Monday, July 14, 2008

Two Texans Remembered

This weekend marked the passing of two prominent Texans.

Roy Huffington, ex-father in law of Arianna Huffington, died Saturday at the age of 90. He was a local philanthropist and successful oil man. He is remembered as a former ambassador to Austria for President George H.W. Bush and for his foresight to the needs of our aging society. He and his late wife, Phyllis who died in 2003, founded the Huffington Center on Aging at the Baylor College of Medicine in 1988. It is now known as a premier center on the subject of aging in the world. He was a generous soul who concentrated on donations of millions of dollars to SMU for faculty and student scholarships. He told an associate recently that he kept on working because, "I need to make more money so I can give it away."

The second passing this weekend was that of Dr. Michael DeBakey. Just two months out from his 100th birthday, he died of natural causes in his home. His is known as the father of modern heart surgery. He was a native of Lake Charles, Louisiana but moved to Houston as a young man with many options open to him, due to his talent and innovation skills. Many consider him the greatest surgeon ever.
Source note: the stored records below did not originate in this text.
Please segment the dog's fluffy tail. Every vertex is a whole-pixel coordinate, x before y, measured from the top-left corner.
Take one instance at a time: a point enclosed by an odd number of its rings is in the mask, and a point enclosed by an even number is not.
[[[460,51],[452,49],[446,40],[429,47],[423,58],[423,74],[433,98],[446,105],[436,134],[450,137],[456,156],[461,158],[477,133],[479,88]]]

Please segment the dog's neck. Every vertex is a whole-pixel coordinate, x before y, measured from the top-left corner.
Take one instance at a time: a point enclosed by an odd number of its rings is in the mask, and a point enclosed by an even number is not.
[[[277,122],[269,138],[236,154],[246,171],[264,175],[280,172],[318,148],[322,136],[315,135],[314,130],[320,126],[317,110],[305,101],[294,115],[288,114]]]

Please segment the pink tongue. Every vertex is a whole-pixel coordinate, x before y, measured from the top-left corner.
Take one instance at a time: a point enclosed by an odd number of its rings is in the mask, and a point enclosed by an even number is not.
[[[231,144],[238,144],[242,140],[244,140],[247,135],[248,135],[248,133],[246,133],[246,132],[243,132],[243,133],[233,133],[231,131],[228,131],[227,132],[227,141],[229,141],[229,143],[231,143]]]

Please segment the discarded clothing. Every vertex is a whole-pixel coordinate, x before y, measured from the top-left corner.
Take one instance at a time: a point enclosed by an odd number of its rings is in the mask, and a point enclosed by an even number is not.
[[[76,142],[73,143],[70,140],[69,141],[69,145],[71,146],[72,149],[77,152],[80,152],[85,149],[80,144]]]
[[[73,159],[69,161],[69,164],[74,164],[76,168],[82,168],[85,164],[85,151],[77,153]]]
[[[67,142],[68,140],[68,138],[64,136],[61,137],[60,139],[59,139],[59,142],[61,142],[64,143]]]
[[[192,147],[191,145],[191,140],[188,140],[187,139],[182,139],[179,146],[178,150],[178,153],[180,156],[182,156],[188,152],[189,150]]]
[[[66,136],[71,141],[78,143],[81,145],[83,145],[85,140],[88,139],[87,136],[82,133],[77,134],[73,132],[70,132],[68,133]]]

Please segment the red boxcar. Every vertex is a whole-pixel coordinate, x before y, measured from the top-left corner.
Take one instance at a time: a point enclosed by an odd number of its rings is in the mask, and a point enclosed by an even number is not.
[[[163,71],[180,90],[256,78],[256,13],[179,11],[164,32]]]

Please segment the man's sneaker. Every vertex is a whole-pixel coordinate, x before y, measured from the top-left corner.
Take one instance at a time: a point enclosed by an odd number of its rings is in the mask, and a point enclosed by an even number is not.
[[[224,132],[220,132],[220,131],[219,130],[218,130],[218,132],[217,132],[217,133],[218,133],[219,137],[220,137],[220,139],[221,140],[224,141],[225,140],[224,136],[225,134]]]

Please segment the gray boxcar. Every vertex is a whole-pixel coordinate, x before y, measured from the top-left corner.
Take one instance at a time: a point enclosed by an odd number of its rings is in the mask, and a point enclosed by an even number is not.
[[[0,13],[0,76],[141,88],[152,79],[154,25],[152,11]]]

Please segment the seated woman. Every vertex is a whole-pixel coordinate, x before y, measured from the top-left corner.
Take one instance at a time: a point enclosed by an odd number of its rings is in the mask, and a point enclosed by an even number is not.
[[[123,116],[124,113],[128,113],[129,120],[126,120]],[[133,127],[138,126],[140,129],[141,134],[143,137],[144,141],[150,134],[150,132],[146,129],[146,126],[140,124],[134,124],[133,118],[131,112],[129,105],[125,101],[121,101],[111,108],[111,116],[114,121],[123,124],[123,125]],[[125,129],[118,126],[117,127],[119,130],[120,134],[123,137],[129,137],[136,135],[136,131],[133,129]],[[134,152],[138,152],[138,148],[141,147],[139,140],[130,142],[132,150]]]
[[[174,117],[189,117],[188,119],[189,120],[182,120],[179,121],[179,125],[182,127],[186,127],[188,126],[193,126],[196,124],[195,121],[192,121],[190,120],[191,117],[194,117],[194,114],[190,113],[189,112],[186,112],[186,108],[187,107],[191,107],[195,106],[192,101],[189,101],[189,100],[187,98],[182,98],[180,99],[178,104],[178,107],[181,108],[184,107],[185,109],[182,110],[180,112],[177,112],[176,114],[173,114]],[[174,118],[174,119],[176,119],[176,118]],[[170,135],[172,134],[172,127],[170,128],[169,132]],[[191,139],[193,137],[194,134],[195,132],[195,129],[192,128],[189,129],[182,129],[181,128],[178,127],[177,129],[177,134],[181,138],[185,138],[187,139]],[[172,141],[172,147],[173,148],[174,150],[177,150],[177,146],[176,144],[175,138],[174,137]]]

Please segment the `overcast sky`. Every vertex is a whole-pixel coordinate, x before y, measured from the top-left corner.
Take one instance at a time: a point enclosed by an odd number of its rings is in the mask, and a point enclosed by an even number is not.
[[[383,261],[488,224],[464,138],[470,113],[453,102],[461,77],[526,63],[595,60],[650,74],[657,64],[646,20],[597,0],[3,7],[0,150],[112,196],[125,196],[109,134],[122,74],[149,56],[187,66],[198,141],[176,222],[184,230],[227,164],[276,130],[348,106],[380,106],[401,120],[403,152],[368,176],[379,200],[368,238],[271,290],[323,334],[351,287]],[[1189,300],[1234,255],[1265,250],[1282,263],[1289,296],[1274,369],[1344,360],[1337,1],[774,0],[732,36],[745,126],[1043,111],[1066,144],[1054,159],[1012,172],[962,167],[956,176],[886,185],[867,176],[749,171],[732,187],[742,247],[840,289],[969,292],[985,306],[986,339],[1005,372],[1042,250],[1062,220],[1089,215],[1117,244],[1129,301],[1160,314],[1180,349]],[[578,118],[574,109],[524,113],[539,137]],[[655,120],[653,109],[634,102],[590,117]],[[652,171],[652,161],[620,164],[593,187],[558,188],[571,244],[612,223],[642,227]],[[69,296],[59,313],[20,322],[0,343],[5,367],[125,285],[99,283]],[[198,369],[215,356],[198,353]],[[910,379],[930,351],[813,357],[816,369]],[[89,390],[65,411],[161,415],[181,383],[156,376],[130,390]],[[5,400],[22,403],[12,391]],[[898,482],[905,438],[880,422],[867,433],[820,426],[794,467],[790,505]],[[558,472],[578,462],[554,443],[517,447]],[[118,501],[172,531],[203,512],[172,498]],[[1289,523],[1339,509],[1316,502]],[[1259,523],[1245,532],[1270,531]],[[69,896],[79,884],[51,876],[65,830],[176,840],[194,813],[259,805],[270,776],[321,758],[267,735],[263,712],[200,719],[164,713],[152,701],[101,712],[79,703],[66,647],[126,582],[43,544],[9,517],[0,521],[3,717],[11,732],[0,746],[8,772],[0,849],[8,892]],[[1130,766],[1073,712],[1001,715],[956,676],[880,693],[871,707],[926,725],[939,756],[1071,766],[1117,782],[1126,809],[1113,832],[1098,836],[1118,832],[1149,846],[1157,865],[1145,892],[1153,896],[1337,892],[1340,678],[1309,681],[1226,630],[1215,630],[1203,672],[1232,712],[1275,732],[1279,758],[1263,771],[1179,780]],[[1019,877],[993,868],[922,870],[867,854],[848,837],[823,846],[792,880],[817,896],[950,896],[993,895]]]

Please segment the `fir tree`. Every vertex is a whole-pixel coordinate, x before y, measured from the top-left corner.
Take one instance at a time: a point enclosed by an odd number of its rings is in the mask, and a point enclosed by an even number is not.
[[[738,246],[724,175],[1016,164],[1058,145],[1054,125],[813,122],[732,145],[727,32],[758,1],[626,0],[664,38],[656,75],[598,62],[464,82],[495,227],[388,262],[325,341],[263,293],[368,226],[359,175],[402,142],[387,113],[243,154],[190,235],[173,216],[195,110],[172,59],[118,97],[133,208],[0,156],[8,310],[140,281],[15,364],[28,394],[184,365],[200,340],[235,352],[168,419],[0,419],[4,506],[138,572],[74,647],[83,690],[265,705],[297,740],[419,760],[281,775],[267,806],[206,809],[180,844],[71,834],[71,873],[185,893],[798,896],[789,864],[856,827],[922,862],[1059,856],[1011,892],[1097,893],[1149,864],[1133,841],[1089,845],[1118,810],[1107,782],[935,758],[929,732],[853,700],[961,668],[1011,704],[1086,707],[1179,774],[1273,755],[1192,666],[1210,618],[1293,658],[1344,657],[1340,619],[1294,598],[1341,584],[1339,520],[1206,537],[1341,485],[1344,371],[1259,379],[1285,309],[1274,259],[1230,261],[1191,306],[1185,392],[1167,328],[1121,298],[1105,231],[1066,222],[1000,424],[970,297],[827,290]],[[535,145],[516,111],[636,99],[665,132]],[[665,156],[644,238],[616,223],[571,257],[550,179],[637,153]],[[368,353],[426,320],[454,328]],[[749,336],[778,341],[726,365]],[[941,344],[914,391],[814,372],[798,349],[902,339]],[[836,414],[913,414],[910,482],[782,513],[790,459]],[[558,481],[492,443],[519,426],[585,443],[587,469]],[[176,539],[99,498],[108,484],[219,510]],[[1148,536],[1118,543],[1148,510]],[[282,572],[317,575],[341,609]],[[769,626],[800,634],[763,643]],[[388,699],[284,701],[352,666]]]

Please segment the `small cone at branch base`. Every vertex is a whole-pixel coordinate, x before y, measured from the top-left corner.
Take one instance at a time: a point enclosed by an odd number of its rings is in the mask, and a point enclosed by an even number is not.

I've enjoyed reading about Dr. DeBakey throughout the years. Not only do I enjoy biographies as a favorite reading genre, but on a personal note, I was born with a slight heart murmur and heart related innovations are of interest to me. I was one of the lucky ones. My little hole in my heart's wall closed spontaneously by the age of nine. Others are not so lucky and in need of expert care.

His first wife died in Mexico as they were guests of the President of Mexico and DeBakey was there to perform surgeries. Ironically she experienced extreme stomach distress and suffered a heart attack. Now it is known that, especially in woman, this sort of symptom of heart attack is common.

He met his second wife through his friendship with Frank and Barbara Sinatra. DeBakey has many famous patients through the years. The Duke of Windsor, King Leopold of Belgium, Aristotle Onassis, King Hussein of Jordan, Jerry Lewis, Marlene Dietrich, and Presidents Kennedy, Johnson and Nixon.

In 2006 he underwent surgery to repair a dissecting aortic aneurysm, a treatment he pioneered 50 years before. He was the recipient of many awards and honors. Most recently he received the Congressional Gold Medal.

2 comments:

Beverly said...

Both men certainly left their mark, didn't they. I had read or heard on the radio about Dr. DeBakey, but I did not know of Mr. Huffington.

I, too, have heart problem which cuold ultimately lead to a transplant. (But I would be too old.) However, thanks to medication and a good cardiologist that need will probably never arise. I am grateful every day.

Jennifer said...

Dr. DeBakey's pioneering ways saved my father's life. In fact, a few years ago, when DeBakey was 94 or 95 I'm guessing, he sat in as an observer on both of Dad's surgeries in Houston, watching his now-famous protege' surgeon carry on his brilliant ways. I had the pleasure of shaking his hand as he was heading to the surgical suite. He wore these MASSIVE clogs and had the kindest, most wizened face I'd ever seen.